I grew up watching Disney. A lot of Disney.
If there’s one Disney-esque trait we all love to hate, as we grow older, it has to be the ending.
Prince Charming saving Cinderalla type of endings, and they both lived happily ever after.
But wait, aren’t we all waiting for a Prince Charming?
On Tuesday, I woke up and I had an epiphany. I said to myself “enough.”
It started like a small whisper in my head but the longer I said it, the louder it got. Because I was actually angry, and here is why.
A few weeks ago, I got inspired and wrote a manuscript for a picture book. Then, I sent it along to a children's books publisher who just happened to open for submissions at the time. They said, “you will hear from us by February 15th. If you don’t, that means we aren’t interested in your work.”
I submitted on January 29, so I thought it would be a short wait. For those three weeks, I checked my email obsessively every hour and I spent every spare minute daydreaming about how the book advance would cancel out all my financial worries.
Coincidentally, while I was ‘waiting’ for that to happen, I got an email from my bank. They said I had qualified for their monthly one million naira draw and I would get a phone call on February 11 if I won.
Cue the double waiting.
At the same time, I was in the middle of a business negotiation that looked like it was headed in a favorable direction. I drew up a proposal and sent it to the client for the green light.
Cue the triple waiting.
Here is the summary of what happened.
The publisher did not send me an email by February 15
My bank did not call me on February 11
My business call got rescheduled, then I missed it (because I ran out of data last minute) and I haven’t heard from that client since.
So on Tuesday, I was very very mad.
I was raving mad at myself for playing the pawn for so long, waiting for some magical hand to come and turn my life around, for something to fall in my lap and make everything okay.
That’s the shit we all do.
We wait for someone to climb the castle walls and open the door, someone to come riding through the woods and kiss us awake, the Prince Charming of a new job, a new relationship, a new apartment, a new car.
All that energy I had spent looking for external validation, I could have used on myself.

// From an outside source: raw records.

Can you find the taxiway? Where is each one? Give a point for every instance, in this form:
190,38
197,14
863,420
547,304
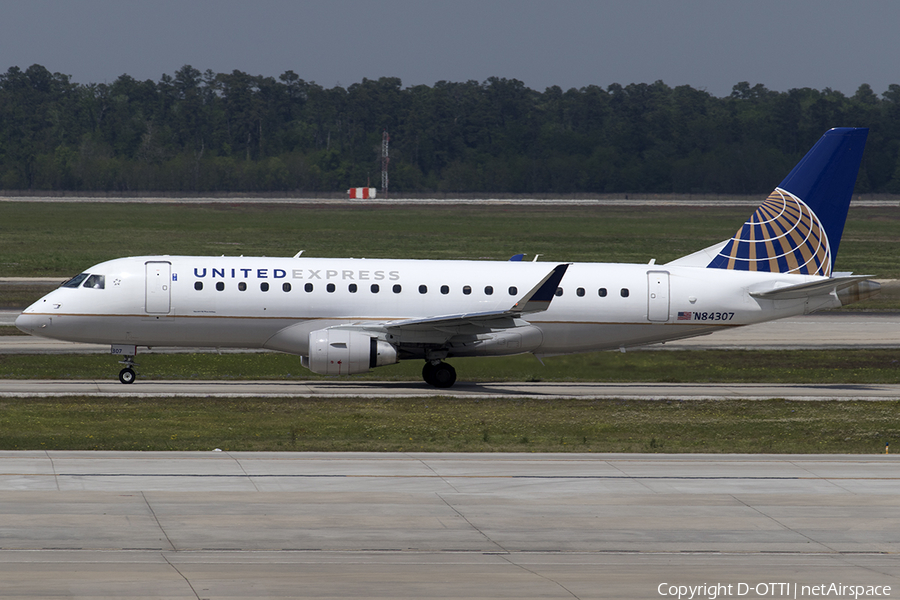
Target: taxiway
223,525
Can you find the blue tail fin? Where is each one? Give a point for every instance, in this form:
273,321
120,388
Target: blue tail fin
798,228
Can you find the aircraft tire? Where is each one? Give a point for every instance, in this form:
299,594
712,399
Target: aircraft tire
428,373
443,375
127,376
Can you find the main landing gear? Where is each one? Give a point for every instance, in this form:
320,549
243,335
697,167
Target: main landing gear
439,374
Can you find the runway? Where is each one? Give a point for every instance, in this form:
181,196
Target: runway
11,388
283,525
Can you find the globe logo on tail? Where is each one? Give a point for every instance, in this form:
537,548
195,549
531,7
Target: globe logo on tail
784,235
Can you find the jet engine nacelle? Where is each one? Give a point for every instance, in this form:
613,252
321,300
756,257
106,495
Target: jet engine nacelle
343,352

I was so attached to the notion of something happening for me that I missed the most important part.
I make things happen. I don’t have to wait for a key when I can just open the damm door myself.
I’m kinda glad all of that went down because now I see my power. I heard 2022 is the year of the Water-Tiger. This is it; go time
I’m going to sign off with something I saw on Instagram.
If you see the picture of everything you want, it means you can have it. GO GET IT.